3) Gli esattori delle tasse dovranno rendere conto della loro amministrazione nei distretti della nobiltà

4) Ștefan Tomșa, già voivoda di Valacchia (intendendo Moldavia), fuggito in Polonia, sarà tenuto dal re in un luogo nel Regno «sotto libera custodia».

Sugli ulteriori tre punti – contributo alla Corona per la difesa dei territori, ricognizione dei beni da restituire alla Corona, tempi del passaggio al re degli stessi – non è stata presa una decisione a causa delle differenti opinioni tra i nunzi della nobiltà, i quali, fra loro discordi, «si volsero a trattare dell’immunità degli ecclesiastici per sentire […] la mente di Sua Maestà». Ma una nuova disputa tra Mikolaj Wolski, vescovo di Kiev, e Jan Firlej, palatino di Lublino, ha spinto il re a sospendere il Senato.

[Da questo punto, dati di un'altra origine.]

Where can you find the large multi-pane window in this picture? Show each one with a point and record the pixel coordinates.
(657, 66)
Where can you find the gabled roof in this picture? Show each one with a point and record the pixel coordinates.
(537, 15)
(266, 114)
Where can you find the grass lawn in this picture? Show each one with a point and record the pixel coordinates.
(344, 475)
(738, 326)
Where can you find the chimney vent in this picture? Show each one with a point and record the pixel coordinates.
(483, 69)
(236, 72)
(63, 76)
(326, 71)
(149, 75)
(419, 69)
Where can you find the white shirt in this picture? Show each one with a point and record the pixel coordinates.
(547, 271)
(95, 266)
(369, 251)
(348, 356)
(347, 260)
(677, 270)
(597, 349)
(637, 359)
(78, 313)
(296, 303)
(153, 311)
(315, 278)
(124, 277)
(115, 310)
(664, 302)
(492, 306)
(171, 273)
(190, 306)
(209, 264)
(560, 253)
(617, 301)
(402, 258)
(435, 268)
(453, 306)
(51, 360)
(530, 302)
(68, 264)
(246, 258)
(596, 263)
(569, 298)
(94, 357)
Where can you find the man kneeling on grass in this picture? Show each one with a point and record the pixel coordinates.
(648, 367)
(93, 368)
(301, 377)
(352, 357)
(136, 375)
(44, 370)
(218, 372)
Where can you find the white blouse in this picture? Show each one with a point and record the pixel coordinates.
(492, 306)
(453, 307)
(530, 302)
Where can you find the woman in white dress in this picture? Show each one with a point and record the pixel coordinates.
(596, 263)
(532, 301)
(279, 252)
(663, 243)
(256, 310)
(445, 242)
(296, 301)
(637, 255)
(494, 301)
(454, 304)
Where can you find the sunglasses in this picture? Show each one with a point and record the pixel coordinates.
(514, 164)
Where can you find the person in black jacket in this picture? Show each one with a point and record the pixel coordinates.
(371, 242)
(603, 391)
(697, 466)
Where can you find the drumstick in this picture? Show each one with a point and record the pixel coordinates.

Si conferma comunque la voce secondo cui le immunità ecclesiastiche non saranno lese.

«Cifra»

Commendone ha fatto presente ai nunzi della nobiltà, tramite i loro confidenti, il pericolo di costringere gli ecclesiastici a dimostrare i loro privilegi e immunità «perché poco poi essi ancora con questo esempio possono essere astretti a mostrar i suoi, li quali non hanno». Alcuni di loro hanno preso in considerazione questo punto e si dice sia nato, per questo, qualche contrasto tra loro.

Durante l’incontro con il re, conoscendo il suo timore di sollevazioni nel Regno, Commendone ha messo in luce «che se lui non diffende hora l’immunità ecclesiastiche è da temere che costoro stessi, che hora impugnano il clero, poco poi accortisi del proprio pericolo, per assicurarsene tentino qualche novità contra la Corona». Ha inoltre ricordato «le ragioni della superiorità temporale che ha Nostro Signore sopra questo Regno». Il sovrano è incerto e ne ha parlato con l’arcivescovo e con Adam Konarski, vescovo di Posnania, temendo forse che casa d’Austria possa sollecitare qualche investitura dal papa.

Commendone cercherà di spingere i vescovi a guadagnarsi almeno alcuni dei nunzi della nobiltà.

Note libere

Due righe di testo depennate e riscritte a c. 42v. Testo cifrato reso in chiaro dal copista cinquecentesco.